The major structural elements are of three kinds—folded and belts, broad uplifts, and fairly resistant buttresses. The Colorado plateau and Wyoming basin are the largest resistant elements. Along the western margin of the Wyoming basin lies the Idaho-Wyoming arc of folded and thrust strata. Along the western margin of the Colorado plateau is another north—south-trending group of folds and thrusts. The Colorado plateau and the Wyoming basin are separated by the broad east—west-trending Uinta uplift. A small buttress of recurring positive character in northern Utah lies directly in the path of the southwesterly-trending Idaho-Wyoming arc folds which are deflected around it. The northward-trending folds south of the Uinta uplift veer westward, unite with the Idaho-Wyoming arc folds, and continue in the southwest trend of the arc past the Sheeprock uplift. The Cottonwood uplift crowds the strata into folds and small thrusts against the west end of the Unita uplift and the southeast side of the northern Utah highland.

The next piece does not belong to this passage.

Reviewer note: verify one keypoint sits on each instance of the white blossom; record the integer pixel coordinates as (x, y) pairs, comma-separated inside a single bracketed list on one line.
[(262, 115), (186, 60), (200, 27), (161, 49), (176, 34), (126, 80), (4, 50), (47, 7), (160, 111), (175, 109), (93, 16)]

The evident lack of alignment of the Laramide folds and thrusts with the Basin and Range faults is most striking, and apparently a Laramide control is only local. The foliation of the pre-Cambrian rocks, inherited from pre-Cambrian time, seems to have exerted little influence on the course of the Laramide folds or the Basin and Range faults, although the northern Utah highland as a mass conspicuously deflected the Laramide folds around its margins. The highland did not affect the Basin and Range faults in any discernible way.